There is also GitHub - janhq/jan: Jan is an open source alternative to ChatGPT that runs 100% offline on your computer and their backend GitHub - janhq/nitro: An inference server on top of llama.cpp. OpenAI-compatible API, queue, & scaling. Embed a prod-ready, local inference engine in your apps. Powers Jan but not sure if/when they might support the new Starcoder 2.

Also not sure how easy it is to add a coding model because there are a few ways to approach it. Auto-complete models where it integrates with things like VS Code or your editor of choice vs the chat models of back and forth Q&A. Jan supports the chat style but again I’m not sure if it has coding models (usually the instruct variants) supported at the moment.

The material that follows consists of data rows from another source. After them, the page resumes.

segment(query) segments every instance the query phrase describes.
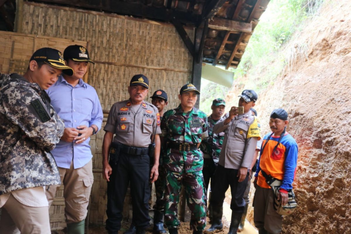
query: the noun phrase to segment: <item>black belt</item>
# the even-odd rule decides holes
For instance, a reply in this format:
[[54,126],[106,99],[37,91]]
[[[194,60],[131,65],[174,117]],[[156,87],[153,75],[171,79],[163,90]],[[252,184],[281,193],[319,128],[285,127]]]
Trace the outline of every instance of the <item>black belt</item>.
[[121,144],[121,152],[133,155],[144,155],[149,152],[149,148],[140,147],[128,146],[122,144]]
[[188,143],[177,143],[174,141],[170,141],[168,143],[168,147],[177,149],[180,151],[191,151],[198,149],[197,145],[190,145]]

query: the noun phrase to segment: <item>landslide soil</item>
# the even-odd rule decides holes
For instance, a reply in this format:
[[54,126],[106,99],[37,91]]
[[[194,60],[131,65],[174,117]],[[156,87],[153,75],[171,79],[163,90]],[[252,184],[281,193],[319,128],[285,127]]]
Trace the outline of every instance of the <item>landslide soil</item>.
[[[255,108],[263,135],[270,132],[272,111],[283,108],[299,146],[293,185],[298,207],[284,218],[284,233],[351,233],[350,12],[351,1],[325,1],[320,15],[287,46],[295,45],[293,66],[259,93]],[[298,45],[304,44],[307,56],[299,56]],[[229,103],[237,105],[236,97],[250,87],[247,81],[265,72],[249,71],[237,81]],[[252,222],[252,208],[249,213]]]

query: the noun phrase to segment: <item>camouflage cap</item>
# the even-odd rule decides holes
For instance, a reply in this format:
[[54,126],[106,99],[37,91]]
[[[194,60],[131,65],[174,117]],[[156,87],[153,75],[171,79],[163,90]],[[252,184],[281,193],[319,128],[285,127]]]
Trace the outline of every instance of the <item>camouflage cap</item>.
[[220,106],[223,105],[225,106],[225,101],[224,99],[222,98],[216,98],[212,101],[212,106]]

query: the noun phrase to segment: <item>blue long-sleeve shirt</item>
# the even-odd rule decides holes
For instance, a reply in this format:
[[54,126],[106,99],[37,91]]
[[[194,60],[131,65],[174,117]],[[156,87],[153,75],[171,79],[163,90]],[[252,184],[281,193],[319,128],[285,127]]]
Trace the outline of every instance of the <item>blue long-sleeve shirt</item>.
[[[81,79],[73,87],[63,76],[47,91],[51,105],[64,121],[66,128],[94,124],[99,130],[103,117],[102,108],[95,89]],[[83,167],[93,157],[89,145],[90,138],[78,145],[62,140],[51,151],[57,166],[69,168],[73,160],[74,169]]]
[[[270,134],[269,133],[265,136],[262,148]],[[263,170],[267,175],[282,180],[280,188],[289,191],[292,188],[292,182],[295,177],[297,162],[297,144],[292,136],[286,133],[277,149],[273,152],[279,140],[279,137],[272,136],[263,151],[261,148],[258,166],[255,176],[258,176],[258,185],[263,188],[270,188],[261,172],[261,171]]]

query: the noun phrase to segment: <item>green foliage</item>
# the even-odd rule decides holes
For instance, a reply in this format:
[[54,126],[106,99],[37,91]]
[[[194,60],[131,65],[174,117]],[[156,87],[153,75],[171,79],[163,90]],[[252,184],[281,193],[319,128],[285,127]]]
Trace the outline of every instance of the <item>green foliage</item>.
[[[258,89],[275,78],[285,65],[284,55],[277,52],[291,38],[293,34],[301,30],[303,22],[320,9],[323,0],[271,0],[265,12],[255,28],[238,68],[234,78],[246,74],[251,68],[256,71],[267,69],[270,77],[263,78]],[[277,61],[278,60],[278,61]],[[278,61],[274,67],[270,62]]]

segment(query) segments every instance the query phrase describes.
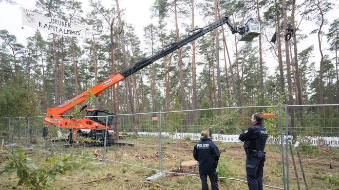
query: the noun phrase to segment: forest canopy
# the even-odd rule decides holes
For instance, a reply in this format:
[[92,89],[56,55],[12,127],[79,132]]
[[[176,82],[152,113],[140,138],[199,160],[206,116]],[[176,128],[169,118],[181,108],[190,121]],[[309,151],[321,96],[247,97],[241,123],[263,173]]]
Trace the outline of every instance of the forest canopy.
[[[224,25],[114,85],[90,107],[130,113],[339,102],[339,19],[329,19],[338,3],[154,0],[137,13],[152,13],[142,31],[115,4],[35,1],[34,12],[92,25],[91,38],[36,30],[18,41],[0,24],[0,117],[40,115],[223,15],[235,26],[258,20],[261,34],[242,42]],[[300,28],[305,23],[312,24],[309,31]],[[288,27],[293,32],[286,40]]]

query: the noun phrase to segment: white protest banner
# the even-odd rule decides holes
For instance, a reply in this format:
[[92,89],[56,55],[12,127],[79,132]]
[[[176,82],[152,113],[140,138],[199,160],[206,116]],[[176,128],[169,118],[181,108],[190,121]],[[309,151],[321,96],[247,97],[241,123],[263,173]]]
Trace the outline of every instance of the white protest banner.
[[91,25],[76,25],[61,19],[41,15],[22,7],[21,9],[23,25],[63,36],[92,37]]

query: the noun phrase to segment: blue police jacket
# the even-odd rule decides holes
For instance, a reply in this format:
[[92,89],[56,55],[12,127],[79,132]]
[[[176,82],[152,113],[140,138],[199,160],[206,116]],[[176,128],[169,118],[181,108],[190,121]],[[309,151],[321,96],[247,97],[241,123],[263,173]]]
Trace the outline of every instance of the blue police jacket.
[[193,157],[199,162],[199,173],[211,174],[216,172],[220,153],[212,140],[205,138],[194,146]]
[[251,150],[263,151],[267,139],[267,131],[261,123],[249,128],[239,136],[239,139],[245,142],[243,147]]

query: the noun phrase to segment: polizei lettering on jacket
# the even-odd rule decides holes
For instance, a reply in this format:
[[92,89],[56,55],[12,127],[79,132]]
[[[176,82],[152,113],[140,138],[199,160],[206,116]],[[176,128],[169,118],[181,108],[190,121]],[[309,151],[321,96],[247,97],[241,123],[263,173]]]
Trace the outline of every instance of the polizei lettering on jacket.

I find ollama excellent as a framework to run many different models easily locally. Look also into the excellent open-webui:

2 Likes

Also for reference, giving a code base to context window and having it work on open issues in a repo

1 Like

There are some of ai model that help in coding
ChatGPT
CodeBERT
GitHub Copilot
Huggingface.

I’ve been tinkering around with CodeLlama using Windows Subsystem for Linux (WSL). Follow this page up to the Ollama installation. After Ollama is installed, enter:

ollama run codellama:7b

You can then enter prompts and get answers locally in the terminal. The ‘7b’ model is the smallest, you could do the 34b model…it’s 19GB. Anytime you open up WSL and enter the ‘ollama run codellama:##’ it will display the prompt for you to enter your request. I’m just scratching the surface of figuring out on-prem LLM on a small scale…Ideally I want to use a pre-existing model but train it with my own data.

answered some of my own questions. it appears ollama does now support AMD!

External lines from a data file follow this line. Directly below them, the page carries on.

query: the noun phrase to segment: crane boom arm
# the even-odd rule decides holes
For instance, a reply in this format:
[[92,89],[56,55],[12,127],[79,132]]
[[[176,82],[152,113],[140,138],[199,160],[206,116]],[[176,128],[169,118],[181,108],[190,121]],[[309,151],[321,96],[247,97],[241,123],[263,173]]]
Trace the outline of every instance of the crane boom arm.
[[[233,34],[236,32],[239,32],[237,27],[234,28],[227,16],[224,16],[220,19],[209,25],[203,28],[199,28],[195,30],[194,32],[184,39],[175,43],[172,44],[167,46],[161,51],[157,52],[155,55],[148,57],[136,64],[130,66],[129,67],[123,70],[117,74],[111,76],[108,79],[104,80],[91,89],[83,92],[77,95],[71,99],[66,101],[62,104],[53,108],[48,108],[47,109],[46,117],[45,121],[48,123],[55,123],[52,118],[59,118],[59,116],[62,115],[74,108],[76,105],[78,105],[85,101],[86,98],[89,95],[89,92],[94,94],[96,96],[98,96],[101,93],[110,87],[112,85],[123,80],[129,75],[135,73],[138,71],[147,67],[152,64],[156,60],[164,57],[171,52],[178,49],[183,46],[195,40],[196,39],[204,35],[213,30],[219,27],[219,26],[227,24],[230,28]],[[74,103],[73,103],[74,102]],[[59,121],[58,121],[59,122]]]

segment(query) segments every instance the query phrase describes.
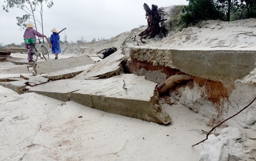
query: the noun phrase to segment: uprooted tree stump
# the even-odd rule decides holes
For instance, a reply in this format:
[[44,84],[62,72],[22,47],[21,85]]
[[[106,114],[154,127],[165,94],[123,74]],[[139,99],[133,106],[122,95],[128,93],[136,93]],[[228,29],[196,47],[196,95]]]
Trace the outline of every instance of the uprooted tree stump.
[[139,34],[141,40],[148,36],[154,38],[159,35],[161,38],[166,37],[168,34],[168,30],[165,27],[164,21],[167,19],[163,19],[164,12],[162,9],[159,9],[156,5],[152,5],[150,9],[148,6],[144,3],[143,7],[146,11],[146,18],[148,21],[148,28]]

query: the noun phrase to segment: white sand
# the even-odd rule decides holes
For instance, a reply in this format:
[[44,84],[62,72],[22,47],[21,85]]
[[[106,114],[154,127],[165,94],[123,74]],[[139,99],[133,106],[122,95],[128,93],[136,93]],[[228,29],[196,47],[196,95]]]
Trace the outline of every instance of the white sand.
[[[254,50],[256,20],[248,21],[189,28],[161,42],[148,40],[145,45]],[[252,33],[230,36],[249,31]],[[252,71],[241,81],[255,82],[255,73]],[[0,161],[227,161],[229,155],[229,161],[256,158],[255,141],[248,139],[256,137],[251,129],[224,129],[219,136],[210,135],[204,143],[192,147],[205,137],[202,130],[208,131],[211,127],[206,125],[208,118],[179,104],[162,105],[173,120],[164,126],[35,93],[19,95],[2,86],[0,98]],[[232,124],[232,120],[229,121]],[[224,128],[214,132],[220,133]]]

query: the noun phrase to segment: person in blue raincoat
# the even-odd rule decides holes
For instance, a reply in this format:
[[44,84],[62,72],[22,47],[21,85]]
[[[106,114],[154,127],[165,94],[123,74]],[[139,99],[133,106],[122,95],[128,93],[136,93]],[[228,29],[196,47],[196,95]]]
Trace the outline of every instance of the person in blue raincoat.
[[51,30],[51,31],[53,32],[50,37],[50,42],[52,43],[52,53],[55,55],[54,59],[58,59],[58,54],[61,52],[60,46],[60,35],[55,28]]

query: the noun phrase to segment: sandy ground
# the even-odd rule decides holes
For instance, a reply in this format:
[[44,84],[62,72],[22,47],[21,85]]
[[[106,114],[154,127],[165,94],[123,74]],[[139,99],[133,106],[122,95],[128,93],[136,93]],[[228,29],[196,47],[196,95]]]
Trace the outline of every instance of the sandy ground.
[[[148,40],[144,45],[174,49],[220,46],[254,50],[256,32],[253,26],[256,26],[256,22],[253,19],[232,24],[209,22],[201,28],[184,29],[160,42]],[[241,32],[245,33],[230,36]],[[125,34],[124,38],[130,33]],[[234,38],[230,39],[230,37]],[[128,42],[128,45],[137,44]],[[77,48],[83,48],[79,45]],[[74,55],[64,52],[59,58]],[[24,55],[11,56],[26,61]],[[19,95],[2,86],[0,98],[0,161],[253,161],[256,158],[255,141],[245,139],[245,136],[256,137],[255,131],[250,129],[227,130],[222,126],[214,131],[221,134],[218,136],[211,135],[208,141],[192,147],[205,138],[205,131],[211,129],[206,126],[209,119],[178,102],[170,106],[167,103],[168,98],[161,99],[163,111],[173,120],[167,126],[108,113],[35,93]],[[237,137],[244,140],[243,144],[234,141]]]

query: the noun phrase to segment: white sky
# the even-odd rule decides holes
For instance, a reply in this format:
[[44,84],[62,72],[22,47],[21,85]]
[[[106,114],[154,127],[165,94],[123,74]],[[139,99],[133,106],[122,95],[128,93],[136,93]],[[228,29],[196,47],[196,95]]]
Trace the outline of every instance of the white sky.
[[[58,31],[66,27],[60,34],[61,40],[76,42],[82,37],[91,41],[114,37],[141,25],[146,25],[145,12],[143,7],[146,3],[151,8],[152,4],[158,7],[177,5],[187,5],[186,0],[54,0],[54,6],[43,8],[44,34],[50,37],[50,31],[55,28]],[[16,17],[25,12],[17,8],[10,9],[9,12],[2,9],[5,4],[0,2],[0,43],[20,44],[23,42],[24,30],[20,30]],[[41,33],[41,30],[38,30]]]

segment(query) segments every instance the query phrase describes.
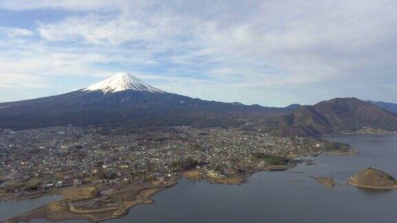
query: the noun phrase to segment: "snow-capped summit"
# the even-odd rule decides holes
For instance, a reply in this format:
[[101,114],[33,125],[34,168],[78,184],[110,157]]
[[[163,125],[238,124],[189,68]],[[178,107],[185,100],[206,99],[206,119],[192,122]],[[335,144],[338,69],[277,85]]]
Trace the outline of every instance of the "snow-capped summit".
[[89,86],[83,91],[101,91],[103,94],[121,92],[126,89],[132,89],[139,92],[149,92],[152,93],[164,93],[161,89],[153,87],[130,73],[120,73],[109,78]]

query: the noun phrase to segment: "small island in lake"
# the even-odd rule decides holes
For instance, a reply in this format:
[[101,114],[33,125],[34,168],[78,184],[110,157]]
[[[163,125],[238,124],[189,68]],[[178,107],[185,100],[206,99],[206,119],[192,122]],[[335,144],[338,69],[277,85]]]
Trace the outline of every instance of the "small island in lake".
[[369,167],[354,175],[349,180],[353,186],[369,189],[396,189],[397,181],[392,176],[381,170]]

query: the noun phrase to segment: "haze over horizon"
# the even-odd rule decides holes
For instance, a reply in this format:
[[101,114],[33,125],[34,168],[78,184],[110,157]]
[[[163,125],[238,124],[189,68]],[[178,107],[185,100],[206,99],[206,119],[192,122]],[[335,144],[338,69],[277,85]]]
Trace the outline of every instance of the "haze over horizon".
[[128,72],[205,100],[397,103],[394,1],[0,0],[0,102]]

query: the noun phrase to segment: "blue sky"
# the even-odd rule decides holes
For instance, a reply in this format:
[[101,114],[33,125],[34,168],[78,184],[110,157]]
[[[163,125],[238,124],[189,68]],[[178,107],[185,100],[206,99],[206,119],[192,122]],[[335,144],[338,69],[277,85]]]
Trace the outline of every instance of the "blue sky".
[[396,1],[0,0],[0,102],[129,72],[194,98],[397,103]]

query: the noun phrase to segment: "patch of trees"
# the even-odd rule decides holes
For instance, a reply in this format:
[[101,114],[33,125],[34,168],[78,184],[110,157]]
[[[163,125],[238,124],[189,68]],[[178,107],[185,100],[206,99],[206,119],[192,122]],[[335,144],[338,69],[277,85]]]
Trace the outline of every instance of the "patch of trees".
[[289,163],[290,160],[280,156],[265,154],[263,153],[256,153],[254,157],[260,160],[263,160],[269,165],[285,165]]

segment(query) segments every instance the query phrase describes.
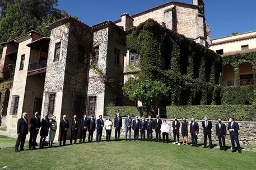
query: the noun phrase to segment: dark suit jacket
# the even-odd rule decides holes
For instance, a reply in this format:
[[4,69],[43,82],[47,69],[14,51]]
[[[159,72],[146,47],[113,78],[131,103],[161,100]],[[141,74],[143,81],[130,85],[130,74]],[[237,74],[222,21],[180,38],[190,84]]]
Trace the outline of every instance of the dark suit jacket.
[[122,128],[122,117],[119,116],[119,121],[118,122],[118,118],[117,116],[115,116],[115,120],[114,120],[114,127],[116,129],[120,128]]
[[138,130],[139,128],[139,120],[138,119],[138,123],[136,124],[136,120],[133,120],[132,123],[132,130]]
[[62,119],[60,120],[60,122],[59,124],[59,126],[60,127],[60,131],[64,131],[64,129],[68,129],[68,127],[69,127],[69,124],[68,124],[68,121],[67,120],[66,120],[66,123],[65,123],[65,121],[64,121],[63,119]]
[[[180,128],[180,122],[178,121],[177,121],[177,122],[176,123],[176,125],[175,125],[175,121],[173,121],[173,131],[175,130],[179,130],[179,129]],[[176,128],[175,129],[175,128]]]
[[38,131],[36,131],[36,128],[40,128],[40,127],[41,127],[40,119],[33,116],[30,119],[30,133],[38,132]]
[[88,124],[89,123],[89,121],[88,120],[88,119],[86,119],[85,120],[85,119],[83,119],[83,118],[81,119],[81,129],[83,129],[83,127],[85,126],[85,127],[87,127],[88,126]]
[[95,130],[96,129],[96,121],[95,119],[90,119],[88,122],[88,129],[89,130]]
[[153,119],[151,119],[151,120],[150,120],[150,119],[148,119],[147,120],[146,129],[147,130],[152,130],[153,128],[154,128],[154,121],[153,121]]
[[232,125],[231,126],[231,123],[229,122],[229,125],[227,126],[227,129],[229,130],[230,129],[234,129],[234,131],[230,132],[230,135],[233,135],[233,136],[238,136],[238,131],[239,130],[239,125],[237,122],[234,121],[233,122],[233,125]]
[[26,119],[27,123],[24,120],[23,117],[20,118],[18,120],[17,124],[17,134],[25,135],[29,132],[29,121]]
[[158,119],[158,123],[157,123],[157,121],[156,119],[155,120],[154,129],[156,129],[156,130],[160,130],[161,129],[161,125],[162,125],[162,120],[161,119]]
[[205,121],[202,122],[202,126],[203,129],[203,134],[211,134],[212,133],[212,124],[211,121],[208,121],[207,128],[206,127]]
[[216,124],[216,134],[217,136],[222,136],[227,135],[227,130],[226,129],[226,125],[221,123],[221,129],[218,126],[218,122]]
[[103,120],[101,119],[101,121],[100,121],[100,119],[97,119],[97,130],[103,130],[103,127],[102,127],[101,125],[104,125]]
[[189,131],[191,134],[194,134],[194,135],[196,134],[196,131],[197,131],[197,134],[198,134],[199,133],[198,124],[196,122],[194,122],[194,126],[192,126],[192,122],[191,122],[190,129],[189,130]]
[[141,131],[145,131],[146,130],[146,127],[147,126],[147,121],[144,120],[144,121],[142,124],[142,120],[139,121],[139,129]]
[[76,124],[75,122],[75,120],[72,120],[72,125],[71,125],[71,131],[75,131],[76,128],[77,128],[76,130],[78,130],[78,126],[79,126],[79,120],[76,120]]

so I started poking. at first ollama service wouldn’t start
ollama[18396]: Error: could not create directory mkdir /var/lib/ollama: permission denied

so we make the dir and give permissions (after finding the user in the service)
$ sudo mkdir /var/lib/ollama
$ sudo chown -R ollama:ollama /var/lib/ollama/

success! service starts but falls back to cpu. At first glance my 6750XT [gfx1031] looks not supported:

ollama[30982]: time=2024-03-15T17:45:38.102-06:00 level=INFO source=amd_linux.go:88 msg="detected amdgpu versions [gfx1031]"
ollama[30982]: time=2024-03-15T17:45:38.104-06:00 level=WARN source=amd_linux.go:114 msg="amdgpu [0] gfx1031 is not supported by /tmp/ollama1209781978/rocm [gfx1030 gfx1100 gfx1101 gfx1102 gfx900 gfx906 gfx908 gfx90a gfx940 gfx941 gfx942]"

As a test I ran basic ollama run llama2 and it worked but was a little slow…

However we can workaround it by adding this line under [Service] Environment="HSA_OVERRIDE_GFX_VERSION=10.3.0"

to the ollama service: /etc/systemd/system/ollama.service

Restart the service and:
systemctl restart ollama.service

Warning: The unit file, source configuration file or drop-ins of ollama.service changed on disk. Run ‘systemctl daemon-reload’ to reload units.

okay… we’ll reload the reload the daemons then try again:
$ systemctl daemon-reload
$ systemctl restart ollama.service

and… VIOLA! :violin: It works:

ollama[44620]: time=2024-03-15T19:43:25.001-06:00 level=INFO source=amd_linux.go:88 msg="detected amdgpu versions [gfx1031]"
ollama[44620]: time=2024-03-15T19:43:25.001-06:00 level=INFO source=amd_linux.go:246 msg="[0] amdgpu totalMemory 12272M"
ollama[44620]: time=2024-03-15T19:43:25.001-06:00 level=INFO source=amd_linux.go:247 msg="[0] amdgpu freeMemory  12272M"

llama2 test is is now significantly faster. didn’t run benchmarks but the difference is night and day.

Great success!

So it looks like the 6750XT is not officially supported but does totally work after applying the HSA_OVERRIDE_GFX_VERSION=10.3.0 work around.

now to try to set up for coding…

3 Likes

got the web ui up and running!

codellama 7b and 13b run fine on this machine (5900x | x570 | 32GB RAM | 6750XT)

34b chokes up the machine bad. not even gonna bother trying 70b on this hardware.

Looks like nvtop also supports AMD cards:

1 Like

The experience varies wildly.

I’m about to open a topic in terms of my adventures in this field.